Yesterday was a fantastic day - we worked, we did something touristy, and we drank! We took a long lunch break, and the first thing we noticed is that if you turn around in the BL courtyard, you get this amazing view of the St Pancras train station:
Then we headed up the street to visit the St Pancras Old Church. They think parts of it date all the way back to the 4th century, and the church itself was built in the 11th or 12th century.
Inside, the church is steeped in incense - they celebrate a High Anglo-Catholic Mass every Sunday (which I hope to attend while we're here). It's a small sanctuary, and very clean - not just in the sense of "washed," but in the sense of "clean lines." There's a very small transept with a shrine to St Pancras, but otherwise just this beautiful space:
There's a real sense of age to this place, though I can't quite put my finger on why.

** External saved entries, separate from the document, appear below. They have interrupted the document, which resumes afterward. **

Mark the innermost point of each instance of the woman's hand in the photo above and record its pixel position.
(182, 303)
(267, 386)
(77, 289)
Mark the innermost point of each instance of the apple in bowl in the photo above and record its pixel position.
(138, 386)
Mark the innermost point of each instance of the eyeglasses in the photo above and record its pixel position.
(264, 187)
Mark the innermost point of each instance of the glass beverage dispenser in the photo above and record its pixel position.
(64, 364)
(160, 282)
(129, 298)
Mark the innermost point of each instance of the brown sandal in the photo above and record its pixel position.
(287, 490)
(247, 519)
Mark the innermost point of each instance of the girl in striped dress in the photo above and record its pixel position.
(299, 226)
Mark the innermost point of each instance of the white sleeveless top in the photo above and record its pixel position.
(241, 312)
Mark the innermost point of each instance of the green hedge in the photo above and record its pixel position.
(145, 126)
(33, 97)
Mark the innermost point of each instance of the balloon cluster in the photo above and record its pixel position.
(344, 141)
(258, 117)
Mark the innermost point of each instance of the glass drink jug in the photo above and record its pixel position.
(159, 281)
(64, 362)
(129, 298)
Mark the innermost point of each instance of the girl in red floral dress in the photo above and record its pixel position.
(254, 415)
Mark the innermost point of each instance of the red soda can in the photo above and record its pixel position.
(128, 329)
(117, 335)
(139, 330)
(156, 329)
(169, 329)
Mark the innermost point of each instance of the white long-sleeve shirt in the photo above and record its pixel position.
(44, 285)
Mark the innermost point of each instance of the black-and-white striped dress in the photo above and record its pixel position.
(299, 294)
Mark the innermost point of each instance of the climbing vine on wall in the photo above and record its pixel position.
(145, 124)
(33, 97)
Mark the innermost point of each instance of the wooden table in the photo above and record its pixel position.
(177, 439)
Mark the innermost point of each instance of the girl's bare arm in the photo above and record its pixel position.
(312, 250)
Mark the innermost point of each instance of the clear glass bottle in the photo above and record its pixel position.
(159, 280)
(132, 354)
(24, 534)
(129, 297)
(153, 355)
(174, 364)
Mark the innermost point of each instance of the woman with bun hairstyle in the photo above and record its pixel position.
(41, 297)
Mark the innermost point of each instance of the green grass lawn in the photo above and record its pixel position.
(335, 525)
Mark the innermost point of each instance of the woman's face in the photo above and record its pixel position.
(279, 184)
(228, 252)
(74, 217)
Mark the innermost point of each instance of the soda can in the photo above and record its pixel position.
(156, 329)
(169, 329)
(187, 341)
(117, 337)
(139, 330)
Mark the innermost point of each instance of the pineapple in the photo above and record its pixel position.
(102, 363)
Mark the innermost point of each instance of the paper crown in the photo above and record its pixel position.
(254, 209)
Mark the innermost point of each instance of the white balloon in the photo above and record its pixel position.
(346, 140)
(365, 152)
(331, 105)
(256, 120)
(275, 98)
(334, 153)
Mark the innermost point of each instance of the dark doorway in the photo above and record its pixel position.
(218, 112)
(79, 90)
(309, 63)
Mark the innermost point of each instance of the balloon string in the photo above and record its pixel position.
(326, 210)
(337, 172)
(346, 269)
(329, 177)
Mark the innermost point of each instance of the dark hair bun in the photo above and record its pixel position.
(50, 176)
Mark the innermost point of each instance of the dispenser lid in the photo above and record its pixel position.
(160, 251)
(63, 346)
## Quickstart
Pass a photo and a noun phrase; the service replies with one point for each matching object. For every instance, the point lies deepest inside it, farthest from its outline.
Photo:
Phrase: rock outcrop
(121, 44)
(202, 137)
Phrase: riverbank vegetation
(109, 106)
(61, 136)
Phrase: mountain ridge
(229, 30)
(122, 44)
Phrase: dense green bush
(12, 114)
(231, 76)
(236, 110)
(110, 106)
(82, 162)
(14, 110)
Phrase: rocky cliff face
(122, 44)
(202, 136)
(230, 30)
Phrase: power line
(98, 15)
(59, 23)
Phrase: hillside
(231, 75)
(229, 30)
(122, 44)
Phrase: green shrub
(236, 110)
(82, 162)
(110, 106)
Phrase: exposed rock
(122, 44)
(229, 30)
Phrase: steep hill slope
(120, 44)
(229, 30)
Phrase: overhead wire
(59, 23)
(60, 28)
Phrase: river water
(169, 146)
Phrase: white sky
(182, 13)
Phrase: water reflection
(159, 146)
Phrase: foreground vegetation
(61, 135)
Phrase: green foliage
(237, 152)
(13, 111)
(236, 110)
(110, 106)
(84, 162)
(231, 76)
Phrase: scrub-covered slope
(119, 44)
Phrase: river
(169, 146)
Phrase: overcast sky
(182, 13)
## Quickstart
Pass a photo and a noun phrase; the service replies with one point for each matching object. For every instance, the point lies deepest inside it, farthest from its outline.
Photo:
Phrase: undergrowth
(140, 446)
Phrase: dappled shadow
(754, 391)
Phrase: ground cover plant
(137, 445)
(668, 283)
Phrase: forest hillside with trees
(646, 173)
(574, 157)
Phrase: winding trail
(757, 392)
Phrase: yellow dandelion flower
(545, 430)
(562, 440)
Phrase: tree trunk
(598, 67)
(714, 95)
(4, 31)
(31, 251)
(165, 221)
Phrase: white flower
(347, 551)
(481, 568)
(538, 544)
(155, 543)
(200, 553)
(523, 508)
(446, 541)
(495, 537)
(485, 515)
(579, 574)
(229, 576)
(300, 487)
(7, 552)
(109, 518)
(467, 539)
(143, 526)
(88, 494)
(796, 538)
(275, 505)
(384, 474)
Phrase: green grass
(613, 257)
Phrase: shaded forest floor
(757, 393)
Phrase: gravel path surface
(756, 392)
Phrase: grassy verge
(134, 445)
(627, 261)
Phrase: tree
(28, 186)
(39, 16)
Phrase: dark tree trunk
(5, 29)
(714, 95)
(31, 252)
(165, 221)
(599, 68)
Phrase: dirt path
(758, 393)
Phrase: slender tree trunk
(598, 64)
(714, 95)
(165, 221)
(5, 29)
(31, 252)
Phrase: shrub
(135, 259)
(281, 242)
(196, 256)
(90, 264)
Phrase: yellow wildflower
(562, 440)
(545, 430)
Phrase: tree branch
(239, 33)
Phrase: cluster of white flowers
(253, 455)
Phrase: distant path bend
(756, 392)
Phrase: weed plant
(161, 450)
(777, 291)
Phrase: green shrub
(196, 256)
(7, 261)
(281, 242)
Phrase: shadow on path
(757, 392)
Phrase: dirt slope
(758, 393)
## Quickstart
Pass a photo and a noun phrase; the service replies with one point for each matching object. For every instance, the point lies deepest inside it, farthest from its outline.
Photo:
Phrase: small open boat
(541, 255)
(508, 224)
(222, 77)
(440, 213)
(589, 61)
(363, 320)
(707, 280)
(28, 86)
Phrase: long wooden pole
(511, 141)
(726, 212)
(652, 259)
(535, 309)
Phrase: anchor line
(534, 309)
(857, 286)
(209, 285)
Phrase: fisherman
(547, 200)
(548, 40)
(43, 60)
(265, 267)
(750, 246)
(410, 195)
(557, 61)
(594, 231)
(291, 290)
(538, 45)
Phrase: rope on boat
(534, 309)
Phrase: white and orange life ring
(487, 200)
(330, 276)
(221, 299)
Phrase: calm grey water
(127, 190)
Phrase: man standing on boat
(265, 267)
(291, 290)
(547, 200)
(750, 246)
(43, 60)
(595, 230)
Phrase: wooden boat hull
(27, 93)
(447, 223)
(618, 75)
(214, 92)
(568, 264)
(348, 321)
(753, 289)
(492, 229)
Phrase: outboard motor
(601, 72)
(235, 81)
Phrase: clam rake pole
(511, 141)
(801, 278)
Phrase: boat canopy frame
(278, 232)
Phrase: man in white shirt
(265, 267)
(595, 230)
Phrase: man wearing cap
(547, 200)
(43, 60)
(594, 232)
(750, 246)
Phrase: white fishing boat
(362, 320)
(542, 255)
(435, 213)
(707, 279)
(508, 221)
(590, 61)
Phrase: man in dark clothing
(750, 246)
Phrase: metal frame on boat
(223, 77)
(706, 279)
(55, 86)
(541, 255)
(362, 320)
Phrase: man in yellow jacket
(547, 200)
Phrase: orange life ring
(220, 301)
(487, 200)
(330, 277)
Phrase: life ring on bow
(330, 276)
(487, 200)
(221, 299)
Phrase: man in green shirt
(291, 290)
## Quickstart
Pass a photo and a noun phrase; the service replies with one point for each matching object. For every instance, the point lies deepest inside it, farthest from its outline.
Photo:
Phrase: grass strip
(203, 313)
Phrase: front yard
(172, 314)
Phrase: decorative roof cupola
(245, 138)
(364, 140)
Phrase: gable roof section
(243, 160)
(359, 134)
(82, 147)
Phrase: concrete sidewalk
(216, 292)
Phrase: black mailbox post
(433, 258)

Perhaps it's the way in which the church has settled - there are some cracks in the walls, which unfortunately stem from the very real danger the church is in. Ancient drains underneath the church are making the building sink, and they're trying to raise money for very necessary repairs. Perhaps the sense of age also comes from the ornamentation, which is very pretty (I've never seen a triptych in a church before, only in art museums!) but also very clearly a later addition to this medieval space.
Outside, St Pancras Old Church has a famous churchyard which includes the grave of Mary Wollstonecraft. But the locals use it as a park - we saw a man playing with his dog, several people eating lunch, and (my favorite), a man leaning up against a gravestone reading a book. It was shady and quiet and completely gorgeous.
|On most of the grave markers throughout the whole park, all the names had been worn away.|
There was something kind of special about the universality of these memorials.
|I thought the snail was perfect.|
|This Soane vault was the inspiration for the British phone booth!|
In the afternoon, I got distracted from my work by a woman working two spaces down, who looked just like a musicologist friend from the States. Turns out, she WAS my musicologist friend - small world! So we all went out for a drink, across the street at the Euston Flyer. Our first British pub experience was an unqualified success. It was lovely to catch up with her, and husband and I both quite enjoyed our chips covered in cheese and bacon, and our drinks - he tried Fuller's Seafarer's, one of their ales on tap, and I had the most delicious, the most wonderful (here I'm channeling Gordon Ramsay) strawberry-lime pear cider. It tasted like summer. I'm so excited, because the pub had a whole cider menu, not just the one option you get if you're lucky at American pubs. Apple and blackcurrant cider? Wild berry cider? A whole range of brands of plain apple cider? Yes please!